When SS is sick, she sends over the meds with a CHART of times it is to be taken and DH has to mark off that it was done.  It pissed me off so much that when SS was apparently 'constipated' (wasn't), I went overboard, taking his vitals (BP, pulse, resp.) every 4 hours, wrote down EVERYthing he put in his mouth, the time of EVERY bathroom visit, what he eliminated, how much, AND the consistency and color!  If she wanted anal, I was going to give her anal!  DH thought it was a hoot!

But you know what's REALLY sad?  She never batted an eye when DH handed her all the documentation for that weekend.......she's NEVER said a word about it.  Then I found out from past babysitters of hers that they couldn't stand dealing with her.  As infants, both SS and her current rugrat came to daycare with JOURNALS and they had to practically write down the SAME THINGS!  Times, quantities, consistencies for both intake and output.  The way I figured it, if she would have had the intelligence, she would have made a great nurse, at least when it comes to documentation.  DH told me that she writes EVERYTHING down and makes lists ALL the time.  Talk about insecure, paranoid, and ANAL.................
Title: RE: Opinion - CS- Who should pay for what?
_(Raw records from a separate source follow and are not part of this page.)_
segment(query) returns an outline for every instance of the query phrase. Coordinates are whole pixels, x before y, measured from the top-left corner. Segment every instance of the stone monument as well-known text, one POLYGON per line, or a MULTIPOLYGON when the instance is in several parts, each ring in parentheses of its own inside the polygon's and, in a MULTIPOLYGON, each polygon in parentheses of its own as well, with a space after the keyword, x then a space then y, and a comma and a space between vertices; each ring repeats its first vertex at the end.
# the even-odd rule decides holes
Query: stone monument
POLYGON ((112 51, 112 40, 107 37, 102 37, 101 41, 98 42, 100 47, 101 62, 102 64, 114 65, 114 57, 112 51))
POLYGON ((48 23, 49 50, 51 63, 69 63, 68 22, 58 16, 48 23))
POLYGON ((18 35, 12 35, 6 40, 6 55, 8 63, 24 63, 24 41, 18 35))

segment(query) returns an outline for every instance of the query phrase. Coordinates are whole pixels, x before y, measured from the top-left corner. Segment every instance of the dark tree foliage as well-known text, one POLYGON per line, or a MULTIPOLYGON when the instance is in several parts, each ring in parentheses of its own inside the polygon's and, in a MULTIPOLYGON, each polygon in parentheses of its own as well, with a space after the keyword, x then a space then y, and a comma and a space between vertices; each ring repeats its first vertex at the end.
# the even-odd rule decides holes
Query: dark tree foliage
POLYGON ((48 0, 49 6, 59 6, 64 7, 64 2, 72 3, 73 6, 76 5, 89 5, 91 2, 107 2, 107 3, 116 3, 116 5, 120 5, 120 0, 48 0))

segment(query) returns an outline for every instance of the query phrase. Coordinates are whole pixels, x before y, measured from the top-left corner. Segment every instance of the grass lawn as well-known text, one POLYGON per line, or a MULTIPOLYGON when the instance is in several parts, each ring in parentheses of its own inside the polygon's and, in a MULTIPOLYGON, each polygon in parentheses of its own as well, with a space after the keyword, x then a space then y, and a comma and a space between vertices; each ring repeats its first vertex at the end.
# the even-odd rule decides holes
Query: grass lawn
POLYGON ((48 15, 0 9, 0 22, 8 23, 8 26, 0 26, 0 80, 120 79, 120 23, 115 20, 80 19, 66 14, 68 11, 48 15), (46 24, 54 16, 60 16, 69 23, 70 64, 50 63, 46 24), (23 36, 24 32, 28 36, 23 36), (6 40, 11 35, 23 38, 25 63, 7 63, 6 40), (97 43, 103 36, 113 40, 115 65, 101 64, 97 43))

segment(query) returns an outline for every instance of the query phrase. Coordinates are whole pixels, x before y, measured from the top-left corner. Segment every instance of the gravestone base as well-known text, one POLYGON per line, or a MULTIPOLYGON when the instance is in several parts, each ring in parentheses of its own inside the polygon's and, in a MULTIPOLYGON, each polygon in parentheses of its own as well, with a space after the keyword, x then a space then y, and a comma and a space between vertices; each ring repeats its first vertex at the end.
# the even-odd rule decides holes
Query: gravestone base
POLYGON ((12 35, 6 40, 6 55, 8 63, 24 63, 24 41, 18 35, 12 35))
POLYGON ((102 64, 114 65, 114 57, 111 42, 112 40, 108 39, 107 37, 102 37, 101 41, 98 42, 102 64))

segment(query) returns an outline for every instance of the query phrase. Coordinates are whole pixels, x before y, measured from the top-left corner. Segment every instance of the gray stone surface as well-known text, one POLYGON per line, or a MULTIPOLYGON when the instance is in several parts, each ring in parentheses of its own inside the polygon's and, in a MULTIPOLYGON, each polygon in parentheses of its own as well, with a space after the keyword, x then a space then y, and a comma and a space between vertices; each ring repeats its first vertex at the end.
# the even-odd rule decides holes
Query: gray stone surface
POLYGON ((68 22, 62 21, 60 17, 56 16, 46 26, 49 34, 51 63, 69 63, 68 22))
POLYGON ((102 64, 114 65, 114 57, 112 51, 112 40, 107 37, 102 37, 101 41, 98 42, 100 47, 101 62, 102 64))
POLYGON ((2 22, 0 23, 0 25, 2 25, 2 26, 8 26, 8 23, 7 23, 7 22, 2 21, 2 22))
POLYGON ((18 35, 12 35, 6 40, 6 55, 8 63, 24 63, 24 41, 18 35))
Post by: stepmom on Nov 08, 2004, 08:39:49 PM
My husband & I buy his daughter school clothes every year for the past 4 years and spend a couple hundred dollars.  Instead of her mother saying thank you she comes back saying what are you trying to do make yourselves look good to the court or win his daughters love.  Now how absurd is that.    We have also paid 1/2 for her glasses once to find out 2 months later she still hadn't gotten them and paid her mothers 1/2 just so she could get them.  I think what infuriates me the most is that her mother refuses to work and sits back & collects cs and for most of his daugthers life welfare because she won't work.   If she does do any work she makes sure to get paid under the table so she doesn't have to report it to anyone. She is now taking us to court for more support this is the 4th time in  a couple of months because she has failed to show because she forgot or whatever and then files again.  We also pay for her medical insurance & have paid for other things that she has called & wanted, yet her mother really pays for nothing.   Will the courts take this into consideration when determining the amount of cs??  Also how do you feel about the mother wearing the clothes/shoes of her daugther that we purchased for her for school??   The daughter once made a comment to us that her mother needs to get a job and buy her own stuff.  She tried hiding her boots on her mother one day when she went to school and got punished for it.    Another question, how does taxes work is there something that says we can claim his daugther maybe every other year??